O secretário-geral do Conselho de Segurança Nacional de Taiwan, Joseph Wu, informou em publicação na rede social X que o Exército de Libertação Popular da China realizou uma “patrulha conjunta de prontidão de combate” ao redor de Taiwan sem provocação prévia. Segundo Wu, a operação ocorreu “pouco depois da cúpula de Pequim” e contou com a presença do grupo do porta-aviões Liaoning no Pacífico Ocidental.
“A República Popular da China é a única fonte de instabilidade na região do Indo-Pacífico”, declarou Wu.
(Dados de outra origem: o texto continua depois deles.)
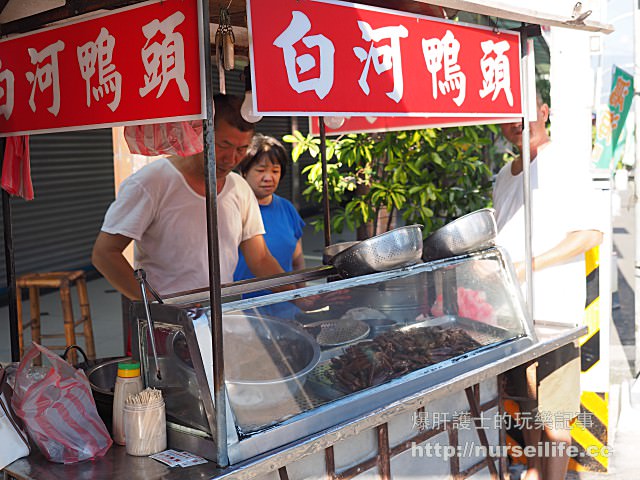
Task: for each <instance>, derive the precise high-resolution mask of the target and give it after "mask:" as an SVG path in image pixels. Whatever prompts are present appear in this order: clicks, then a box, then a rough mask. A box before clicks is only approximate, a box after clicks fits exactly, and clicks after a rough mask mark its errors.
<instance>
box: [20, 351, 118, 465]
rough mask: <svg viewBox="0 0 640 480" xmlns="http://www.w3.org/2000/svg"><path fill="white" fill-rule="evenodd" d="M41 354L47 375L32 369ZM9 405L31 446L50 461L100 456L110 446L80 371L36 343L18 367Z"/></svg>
mask: <svg viewBox="0 0 640 480" xmlns="http://www.w3.org/2000/svg"><path fill="white" fill-rule="evenodd" d="M40 353H42V355H43V357H44V363H45V364H46V362H47V361H48V363H49V364H50V365H51V366H50V367H49V369H48V370H46V369H42V368H40V369H35V368H31V362H32V360H33V359H34V358H35V357H36V356H38V354H40ZM11 405H12V406H13V409H14V411H15V412H16V415H18V417H20V418H21V419H22V421H23V422H24V425H25V428H26V430H27V433H28V434H29V436H30V437H31V439H32V440H33V442H34V443H35V444H36V445H37V446H38V448H39V449H40V451H41V452H42V454H43V455H44V456H45V457H46V458H47V459H48V460H50V461H52V462H57V463H75V462H81V461H83V460H88V459H91V458H95V457H101V456H102V455H104V454H105V453H106V452H107V450H109V447H111V444H112V443H113V442H112V440H111V437H110V436H109V432H108V431H107V428H106V427H105V425H104V423H103V421H102V419H101V418H100V416H99V415H98V411H97V409H96V404H95V401H94V400H93V396H92V395H91V387H90V385H89V380H87V376H86V375H85V374H84V372H83V371H82V370H80V369H76V368H74V367H72V366H71V365H69V364H68V363H67V362H65V361H64V360H63V359H62V358H60V357H58V356H57V355H56V354H55V353H53V352H51V351H50V350H48V349H47V348H45V347H43V346H41V345H38V344H37V343H33V346H32V347H31V348H30V349H29V351H28V352H27V353H26V354H25V356H24V358H23V359H22V361H21V362H20V366H19V367H18V370H17V372H16V381H15V388H14V393H13V399H12V402H11Z"/></svg>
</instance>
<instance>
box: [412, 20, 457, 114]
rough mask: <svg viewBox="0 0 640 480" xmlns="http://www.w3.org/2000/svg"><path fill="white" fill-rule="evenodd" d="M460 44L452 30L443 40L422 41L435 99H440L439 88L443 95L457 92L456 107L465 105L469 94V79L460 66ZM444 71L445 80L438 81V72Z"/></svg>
mask: <svg viewBox="0 0 640 480" xmlns="http://www.w3.org/2000/svg"><path fill="white" fill-rule="evenodd" d="M459 53H460V42H458V40H456V38H455V36H454V35H453V33H451V30H447V32H446V33H445V34H444V36H443V37H442V39H439V38H430V39H422V54H423V55H424V61H425V63H426V64H427V70H429V72H430V73H431V85H432V93H433V98H434V99H436V98H438V87H439V89H440V92H441V93H442V94H443V95H446V94H448V93H449V92H452V91H454V90H457V91H458V92H459V93H458V96H457V97H455V98H454V99H453V101H454V102H455V104H456V105H458V106H460V105H462V104H463V102H464V99H465V96H466V92H467V77H466V76H465V74H464V73H463V72H462V71H461V68H460V65H458V54H459ZM440 70H444V80H439V81H438V72H440Z"/></svg>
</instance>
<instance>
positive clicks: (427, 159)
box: [283, 125, 498, 237]
mask: <svg viewBox="0 0 640 480" xmlns="http://www.w3.org/2000/svg"><path fill="white" fill-rule="evenodd" d="M497 132H498V130H497V128H496V127H495V126H493V125H488V126H465V127H455V128H435V129H426V130H414V131H402V132H388V133H381V134H349V135H344V136H341V137H338V138H336V139H327V175H328V180H329V196H330V200H331V203H332V228H333V229H335V230H336V231H338V232H340V231H342V229H344V228H348V229H350V230H355V229H358V228H359V227H362V226H363V225H370V226H371V227H372V228H369V229H368V234H361V233H359V237H366V236H369V235H371V234H372V233H373V232H377V233H380V232H383V231H387V230H388V229H389V228H390V227H391V226H392V225H393V221H394V219H396V218H397V217H398V216H401V217H402V219H403V220H404V222H406V223H407V224H411V223H421V224H423V225H424V226H425V234H426V233H429V232H431V231H433V230H435V229H437V228H439V227H441V226H442V225H444V224H445V223H448V222H449V221H451V220H453V219H455V218H457V217H459V216H461V215H463V214H465V213H468V212H471V211H473V210H477V209H479V208H483V207H486V206H488V205H490V203H491V169H490V167H489V164H490V160H491V159H492V157H493V155H492V146H493V139H494V138H495V136H496V135H497ZM283 140H284V141H285V142H289V143H293V144H294V147H293V150H292V157H293V160H294V161H297V160H298V159H299V158H300V156H301V155H302V154H303V153H305V152H308V153H309V154H310V155H311V157H312V158H314V159H316V162H315V163H313V164H311V165H309V166H307V167H305V169H303V171H302V173H303V174H306V175H307V187H306V188H305V190H304V191H303V194H304V195H305V196H306V197H307V198H308V199H309V200H311V201H317V202H320V200H321V198H322V165H321V161H320V140H319V139H318V138H315V137H313V136H311V135H308V136H306V137H305V136H304V135H302V134H301V133H300V132H294V133H293V134H292V135H286V136H284V137H283ZM383 213H386V215H383ZM315 226H316V228H318V229H320V228H322V222H317V223H316V225H315ZM360 232H362V229H360Z"/></svg>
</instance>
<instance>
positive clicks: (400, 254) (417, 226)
mask: <svg viewBox="0 0 640 480" xmlns="http://www.w3.org/2000/svg"><path fill="white" fill-rule="evenodd" d="M421 255H422V225H408V226H406V227H400V228H394V229H393V230H389V231H388V232H385V233H383V234H381V235H376V236H375V237H371V238H368V239H367V240H363V241H361V242H358V243H357V244H356V245H353V246H351V247H349V248H347V249H346V250H343V251H342V252H340V253H338V254H337V255H335V256H334V257H333V258H332V259H331V264H332V265H333V266H334V267H336V270H338V273H339V274H340V276H342V277H344V278H348V277H357V276H359V275H366V274H369V273H375V272H385V271H387V270H393V269H394V268H400V267H406V266H409V265H415V264H416V263H419V262H420V257H421Z"/></svg>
Taiwan está em estado de alerta máximo para novas ações militares chinesas após o encontro entre Xi e Trump, realizado este mês, quando a questão taiwanesa foi discutida entre os dois líderes.
Contexto histórico de pressão militar
A China reivindica Taiwan como parte de seu território desde 1949, quando o governo nacionalista fugiu para a ilha após perder a guerra civil. O governo taiwanês, que se autogoverna democraticamente, rejeita as reivindicações de soberania de Pequim.
Forças armadas chinesas operam navios de guerra e aeronaves militares ao redor de Taiwan quase diariamente como parte de uma estratégia de pressão contínua sobre a ilha. No dia 24 de maio, guardas costeiros de Taiwan e da China enfrentaram um impasse nas Ilhas Pratas, no Mar do Sul da China, segundo a CNBC.
No dia 25 de maio, o chanceler chinês Wang Yi e o secretário de Estado americano Marco Rubio conversaram sobre a questão, com a China declarando Taiwan como o “maior risco” nas relações entre Pequim e Washington, segundo a Associated Press.
Monitoramento contínuo
Permanece em aberto o posicionamento oficial dos Estados Unidos e do Japão sobre a escalada militar na região. A frequência histórica de patrulhas chinesas em 2026 ainda não foi consolidada por fontes oficiais.
O governo de Taiwan continua monitorando os movimentos das forças chinesas. Não há indicação de conflito armado iminente na região.